Again Jesus is not talking about physical freedom, but a greater freedom, a freedom in our relationship with God.   The audience in John 8 believed that being born as children of Abraham automatically gave them a right position before God, but their true condition was that they were in a state of slavery because of sin.

 

Again we are not that different.  Before Jesus the Bible teaches that “all of us have sinned and fall short of the glory of God.”   There is none righteous, no not one, none of us our good enough.   The reality is that all of us were born with a propensity towards sin and the fact is all of us have practiced sin.

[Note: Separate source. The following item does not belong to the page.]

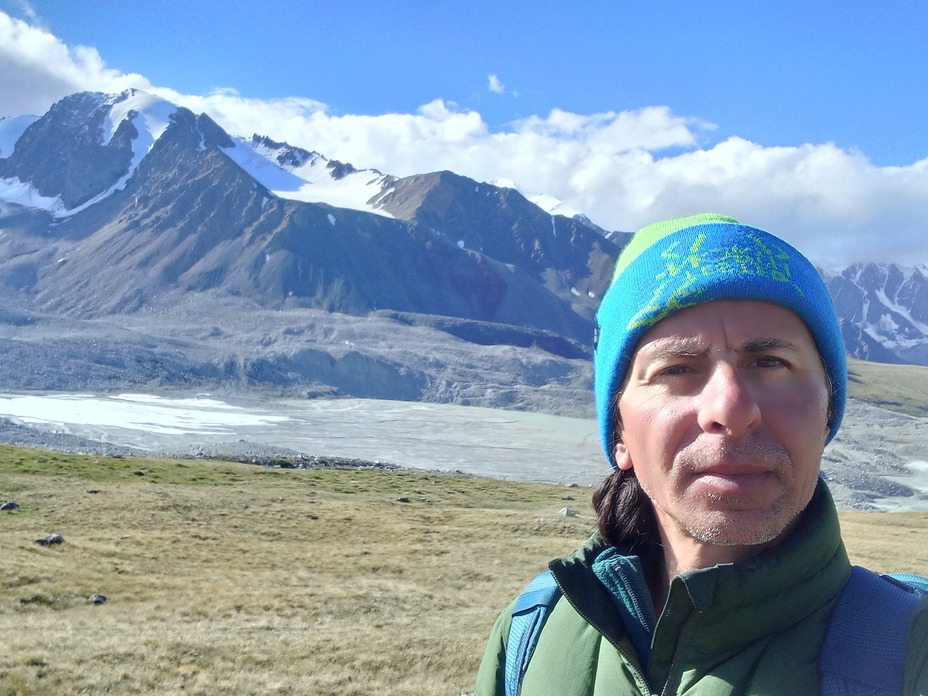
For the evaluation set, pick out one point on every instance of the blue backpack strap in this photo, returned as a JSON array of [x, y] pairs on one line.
[[528, 616], [864, 652]]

This condition testifies that we lack freedom in because we are held down by our sin nature and condemned by God because of it.

 

Jesus warns them that the one who is a slave to sin will one day be cut off forever.   John 8:35, “The slave does not remain in the house forever.”  In other words, those without Jesus will one day be without God Himself and are not really His children. That is why Jesus tells them in vs. 36, “If the Son sets you free you will be free indeed.”

 

That is why the gospel is good news.  Listen to these fantastic verses in Ephesians 2:1-5, “You were dead in the trespasses and sins in which you once walked…   carrying out the desires of the body and the mind… by nature children of wrath, like the rest of mankind.   But God, being rich in mercy, because of the great love with which he loved us, even when we were dead in our trespasses, made us alive together with Christ… it is by grace you have been saved.”

 

And so God did for us what we couldn’t do, sent His Son so that through Him we can be liberated from the consequences of sin, free from condemnation, freed from its ongoing effects in our life and become a child of God forever and ever. Yes indeed, “If the Son sets you free you will be free indeed.”